A large set of models hosted on [Hugging Face Hub](https://huggingface.co/models) are available in the Hugging Face Hub collection in AzureML Model Catalog. This collection is powered by the Hugging Face Hub community registry. Integration with the AzureML Model Catalog enables seamless deployment of Hugging Face Hub models in AzureML. _todo: learn more link_

### Outline
* Set up pre-requisites.
* Pick a model to deploy.
* Deploy the model for real time inference.
* Try sample inference.
* Clean up resources.

### Set up pre-requisites
* Install dependencies
* Connect to AzureML Workspace. Learn more at [set up SDK authentication](https://learn.microsoft.com/en-us/azure/machine-learning/how-to-setup-authentication?tabs=sdk). Replace  `<WORKSPACE_NAME>`, `<RESOURCE_GROUP>` and `<SUBSCRIPTION_ID>` below.
* Connect to `HuggingFaceHub` community registry

In [None]:
from azure.ai.ml import MLClient
from azure.identity import (
    DefaultAzureCredential,
    InteractiveBrowserCredential,
    ClientSecretCredential,
)
from azure.ai.ml.entities import AmlCompute
import time

try:
    credential = DefaultAzureCredential()
    credential.get_token("https://management.azure.com/.default")
except Exception as ex:
    credential = InteractiveBrowserCredential()

# connect to a workspace
workspace_ml_client = None
try:
    workspace_ml_client = MLClient.from_config(credential)
    subscription_id = workspace_ml_client.subscription_id
    workspace = workspace_ml_client.workspace_name
    resource_group = workspace_ml_client.resource_group_name
except Exception as ex:
    print(ex)
    # Enter details of your workspace
    subscription_id = "<SUBSCRIPTION_ID>"
    resource_group = "<RESOURCE_GROUP>"
    workspace = "<WORKSPACE_NAME>"
    workspace_ml_client = MLClient(
        credential, subscription_id, resource_group, workspace
    )
# Connect to the HuggingFaceHub registry
registry_ml_client = MLClient(credential, registry_name="HuggingFaceHub")

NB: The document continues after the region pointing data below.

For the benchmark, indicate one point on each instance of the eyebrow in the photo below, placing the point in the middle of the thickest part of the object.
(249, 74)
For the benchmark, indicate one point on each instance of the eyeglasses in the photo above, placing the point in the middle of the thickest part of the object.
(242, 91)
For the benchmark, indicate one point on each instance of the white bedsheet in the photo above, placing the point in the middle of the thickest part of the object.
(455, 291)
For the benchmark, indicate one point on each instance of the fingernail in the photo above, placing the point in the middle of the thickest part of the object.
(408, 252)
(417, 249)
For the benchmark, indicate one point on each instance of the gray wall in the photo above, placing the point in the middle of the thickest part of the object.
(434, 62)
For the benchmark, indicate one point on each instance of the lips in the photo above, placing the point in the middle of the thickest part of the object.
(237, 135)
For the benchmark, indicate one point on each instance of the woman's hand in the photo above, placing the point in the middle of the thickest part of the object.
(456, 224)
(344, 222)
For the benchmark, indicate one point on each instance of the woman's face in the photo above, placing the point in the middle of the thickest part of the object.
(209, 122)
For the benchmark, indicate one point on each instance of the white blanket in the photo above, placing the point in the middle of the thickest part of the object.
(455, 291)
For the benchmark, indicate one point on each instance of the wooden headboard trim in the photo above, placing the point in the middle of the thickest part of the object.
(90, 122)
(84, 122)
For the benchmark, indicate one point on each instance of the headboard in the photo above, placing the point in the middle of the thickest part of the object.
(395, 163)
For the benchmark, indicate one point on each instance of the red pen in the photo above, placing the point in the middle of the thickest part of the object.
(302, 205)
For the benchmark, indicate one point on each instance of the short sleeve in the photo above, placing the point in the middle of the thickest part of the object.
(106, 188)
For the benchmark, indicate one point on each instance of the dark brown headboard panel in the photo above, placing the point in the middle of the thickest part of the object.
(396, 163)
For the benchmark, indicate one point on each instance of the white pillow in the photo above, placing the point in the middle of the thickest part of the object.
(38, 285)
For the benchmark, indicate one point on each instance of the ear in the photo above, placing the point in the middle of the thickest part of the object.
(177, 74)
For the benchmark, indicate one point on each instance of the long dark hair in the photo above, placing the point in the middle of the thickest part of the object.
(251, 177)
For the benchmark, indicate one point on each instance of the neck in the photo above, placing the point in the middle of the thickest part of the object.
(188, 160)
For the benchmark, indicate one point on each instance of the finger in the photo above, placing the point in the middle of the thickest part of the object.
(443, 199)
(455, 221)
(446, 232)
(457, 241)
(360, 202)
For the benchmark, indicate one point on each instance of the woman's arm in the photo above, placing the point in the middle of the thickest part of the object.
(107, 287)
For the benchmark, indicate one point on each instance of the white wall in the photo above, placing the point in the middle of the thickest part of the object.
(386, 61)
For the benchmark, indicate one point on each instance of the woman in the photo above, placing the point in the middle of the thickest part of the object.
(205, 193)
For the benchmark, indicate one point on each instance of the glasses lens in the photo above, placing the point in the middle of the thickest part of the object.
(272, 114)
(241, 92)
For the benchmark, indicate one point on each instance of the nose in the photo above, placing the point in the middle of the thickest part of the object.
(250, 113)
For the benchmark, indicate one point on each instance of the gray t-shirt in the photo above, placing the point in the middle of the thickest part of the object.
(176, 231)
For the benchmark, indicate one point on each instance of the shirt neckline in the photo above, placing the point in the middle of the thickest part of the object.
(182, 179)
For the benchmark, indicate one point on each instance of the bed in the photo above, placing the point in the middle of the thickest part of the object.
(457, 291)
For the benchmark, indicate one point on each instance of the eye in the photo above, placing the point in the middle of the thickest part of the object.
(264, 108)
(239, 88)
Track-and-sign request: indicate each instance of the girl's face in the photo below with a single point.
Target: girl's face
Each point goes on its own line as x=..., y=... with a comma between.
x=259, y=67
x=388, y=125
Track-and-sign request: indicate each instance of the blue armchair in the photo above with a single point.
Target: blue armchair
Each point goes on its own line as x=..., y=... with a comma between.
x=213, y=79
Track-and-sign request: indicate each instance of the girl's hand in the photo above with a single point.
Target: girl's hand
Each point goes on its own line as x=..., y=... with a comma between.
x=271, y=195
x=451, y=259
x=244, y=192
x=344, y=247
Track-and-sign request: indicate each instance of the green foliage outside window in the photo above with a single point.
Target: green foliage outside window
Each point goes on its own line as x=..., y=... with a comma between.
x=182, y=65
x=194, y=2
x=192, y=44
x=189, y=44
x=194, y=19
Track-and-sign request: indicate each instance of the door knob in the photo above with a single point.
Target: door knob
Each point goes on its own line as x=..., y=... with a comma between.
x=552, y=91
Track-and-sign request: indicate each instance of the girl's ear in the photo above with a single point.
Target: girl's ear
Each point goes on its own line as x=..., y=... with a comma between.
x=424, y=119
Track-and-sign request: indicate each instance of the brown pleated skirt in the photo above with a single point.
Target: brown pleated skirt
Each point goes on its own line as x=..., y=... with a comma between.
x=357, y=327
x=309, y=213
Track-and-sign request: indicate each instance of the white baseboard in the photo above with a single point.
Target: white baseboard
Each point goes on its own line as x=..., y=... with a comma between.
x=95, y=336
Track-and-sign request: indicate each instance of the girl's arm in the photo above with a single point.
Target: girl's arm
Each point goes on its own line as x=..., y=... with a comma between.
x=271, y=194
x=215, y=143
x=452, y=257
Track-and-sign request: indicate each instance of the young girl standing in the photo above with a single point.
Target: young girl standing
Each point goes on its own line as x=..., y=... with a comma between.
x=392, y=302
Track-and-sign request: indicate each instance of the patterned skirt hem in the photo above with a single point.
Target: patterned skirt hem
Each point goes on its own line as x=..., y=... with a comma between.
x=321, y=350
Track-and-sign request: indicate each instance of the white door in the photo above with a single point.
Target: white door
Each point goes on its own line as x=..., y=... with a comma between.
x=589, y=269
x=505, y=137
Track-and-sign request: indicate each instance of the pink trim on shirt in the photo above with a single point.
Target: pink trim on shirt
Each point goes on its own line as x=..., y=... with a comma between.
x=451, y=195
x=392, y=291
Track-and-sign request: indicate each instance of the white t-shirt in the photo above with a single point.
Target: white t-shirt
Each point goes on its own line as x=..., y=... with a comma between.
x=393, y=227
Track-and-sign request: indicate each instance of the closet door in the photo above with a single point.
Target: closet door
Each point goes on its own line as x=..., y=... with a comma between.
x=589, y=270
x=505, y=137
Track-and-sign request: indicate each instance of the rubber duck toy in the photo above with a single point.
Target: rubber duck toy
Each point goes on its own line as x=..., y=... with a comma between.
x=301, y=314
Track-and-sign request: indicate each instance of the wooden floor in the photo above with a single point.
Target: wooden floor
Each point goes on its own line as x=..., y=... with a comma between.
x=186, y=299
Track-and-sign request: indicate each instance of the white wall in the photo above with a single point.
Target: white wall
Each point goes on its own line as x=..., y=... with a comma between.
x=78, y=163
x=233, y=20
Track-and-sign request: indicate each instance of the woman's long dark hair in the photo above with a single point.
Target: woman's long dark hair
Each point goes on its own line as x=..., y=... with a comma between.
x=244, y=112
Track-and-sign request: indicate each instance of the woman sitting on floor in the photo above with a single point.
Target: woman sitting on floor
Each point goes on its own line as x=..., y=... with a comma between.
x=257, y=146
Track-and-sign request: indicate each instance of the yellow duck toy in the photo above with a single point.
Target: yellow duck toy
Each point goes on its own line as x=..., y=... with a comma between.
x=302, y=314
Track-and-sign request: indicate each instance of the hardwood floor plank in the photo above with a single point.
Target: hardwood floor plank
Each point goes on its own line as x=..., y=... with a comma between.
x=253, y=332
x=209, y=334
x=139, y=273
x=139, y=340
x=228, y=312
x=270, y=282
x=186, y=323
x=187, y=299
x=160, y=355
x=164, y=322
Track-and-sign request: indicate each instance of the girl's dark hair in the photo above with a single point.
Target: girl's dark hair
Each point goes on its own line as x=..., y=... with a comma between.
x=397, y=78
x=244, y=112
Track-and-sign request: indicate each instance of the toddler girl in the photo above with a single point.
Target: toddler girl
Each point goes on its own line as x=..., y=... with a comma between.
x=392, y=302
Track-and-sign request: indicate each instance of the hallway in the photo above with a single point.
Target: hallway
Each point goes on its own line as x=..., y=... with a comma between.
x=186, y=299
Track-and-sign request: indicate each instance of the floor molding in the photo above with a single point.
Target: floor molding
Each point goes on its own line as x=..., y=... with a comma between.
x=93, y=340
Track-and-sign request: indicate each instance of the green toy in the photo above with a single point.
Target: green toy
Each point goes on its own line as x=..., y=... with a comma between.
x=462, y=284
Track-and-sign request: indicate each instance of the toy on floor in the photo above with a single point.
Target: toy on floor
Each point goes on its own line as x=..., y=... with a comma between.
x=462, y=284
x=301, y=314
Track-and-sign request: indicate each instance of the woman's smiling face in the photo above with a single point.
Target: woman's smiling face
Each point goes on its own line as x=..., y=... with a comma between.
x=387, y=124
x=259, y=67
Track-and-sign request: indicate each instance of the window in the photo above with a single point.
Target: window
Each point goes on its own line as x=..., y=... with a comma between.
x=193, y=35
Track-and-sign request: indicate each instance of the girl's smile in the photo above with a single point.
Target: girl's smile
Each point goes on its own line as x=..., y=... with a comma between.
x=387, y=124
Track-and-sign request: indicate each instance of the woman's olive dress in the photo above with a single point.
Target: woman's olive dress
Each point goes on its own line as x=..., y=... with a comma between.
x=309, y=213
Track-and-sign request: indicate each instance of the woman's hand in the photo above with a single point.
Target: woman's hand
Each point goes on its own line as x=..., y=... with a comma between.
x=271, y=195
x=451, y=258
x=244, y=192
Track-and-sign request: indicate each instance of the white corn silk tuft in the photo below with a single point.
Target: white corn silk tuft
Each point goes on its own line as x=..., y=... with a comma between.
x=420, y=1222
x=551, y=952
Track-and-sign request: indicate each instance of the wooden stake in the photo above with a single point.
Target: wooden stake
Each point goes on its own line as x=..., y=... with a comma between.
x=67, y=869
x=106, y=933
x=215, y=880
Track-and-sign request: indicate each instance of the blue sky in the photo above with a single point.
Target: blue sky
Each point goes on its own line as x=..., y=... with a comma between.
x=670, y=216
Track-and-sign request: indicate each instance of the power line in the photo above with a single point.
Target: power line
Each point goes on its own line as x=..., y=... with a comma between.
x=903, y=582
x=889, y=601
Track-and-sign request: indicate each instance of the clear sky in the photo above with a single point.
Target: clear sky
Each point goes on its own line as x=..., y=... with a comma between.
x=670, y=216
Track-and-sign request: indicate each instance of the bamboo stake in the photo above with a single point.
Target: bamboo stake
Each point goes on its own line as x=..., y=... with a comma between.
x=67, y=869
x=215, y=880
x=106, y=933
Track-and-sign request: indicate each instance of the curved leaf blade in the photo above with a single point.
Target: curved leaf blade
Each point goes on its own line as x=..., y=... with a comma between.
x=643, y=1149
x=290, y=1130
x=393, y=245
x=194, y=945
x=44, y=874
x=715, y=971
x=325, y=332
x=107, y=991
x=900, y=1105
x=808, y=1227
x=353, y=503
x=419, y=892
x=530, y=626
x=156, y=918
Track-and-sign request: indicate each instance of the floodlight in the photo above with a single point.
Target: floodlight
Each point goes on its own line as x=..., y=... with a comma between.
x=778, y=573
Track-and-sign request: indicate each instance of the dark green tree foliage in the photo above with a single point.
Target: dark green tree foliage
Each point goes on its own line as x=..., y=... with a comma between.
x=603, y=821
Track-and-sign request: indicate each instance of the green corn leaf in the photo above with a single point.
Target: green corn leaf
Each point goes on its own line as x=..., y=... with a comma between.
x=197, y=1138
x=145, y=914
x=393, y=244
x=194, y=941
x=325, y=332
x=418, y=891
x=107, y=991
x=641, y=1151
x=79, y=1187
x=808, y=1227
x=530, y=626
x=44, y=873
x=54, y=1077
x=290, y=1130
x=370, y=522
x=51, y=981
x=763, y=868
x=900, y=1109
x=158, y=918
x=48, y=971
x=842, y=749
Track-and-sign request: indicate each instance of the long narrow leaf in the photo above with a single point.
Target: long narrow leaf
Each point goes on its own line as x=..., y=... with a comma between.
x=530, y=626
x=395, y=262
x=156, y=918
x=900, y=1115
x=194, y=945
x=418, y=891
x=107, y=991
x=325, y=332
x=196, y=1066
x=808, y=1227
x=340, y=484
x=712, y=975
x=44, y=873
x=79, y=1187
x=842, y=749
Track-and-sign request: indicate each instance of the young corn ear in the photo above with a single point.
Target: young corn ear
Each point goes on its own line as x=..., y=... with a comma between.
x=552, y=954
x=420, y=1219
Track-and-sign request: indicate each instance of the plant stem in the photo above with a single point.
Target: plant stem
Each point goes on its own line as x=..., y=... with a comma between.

### Pick a model to deploy

Open the Model Catalog in AzureML Studio and choose the Hugging Face Hub collection. Filter by the `fill-mask` task and search any specific models you are interested in. In this example, we use the `bert-base-uncased` model. If you plan to deploy a different model, replace the model name and version accordingly. 

In [None]:
model_name = "bert-base-uncased"
foundation_model = registry_ml_client.models.get(model_name, version="19")
print(
    "\n\nUsing model name: {0}, version: {1}, id: {2} for inferencing".format(
        foundation_model.name, foundation_model.version, foundation_model.id
    )
)

### Deploy the model to an online endpoint
Online endpoints give a durable REST API that can be used to integrate with applications that need to use the model. Create an online endpoint and then create an online deployment. You need to specify the Virtual Machine instance or SKU when creating the deployment. You can find the optimal CPU or GPU SKU for a model by opening the quick deployment dialog from the model page in the AzureML Model Catalog. Specify the SKU in the `instance_type` input in deployment settings below.

Typically Online Endpoints require you to provide scoring script and a docker container image (through an AzureML environment), in addition to the model. You don't need to worry about them for HuggingFace Hub models available in AzureML Model Catalog because we have enabled 'no code deployments' for these models by packaging scoring script and container image along with the model.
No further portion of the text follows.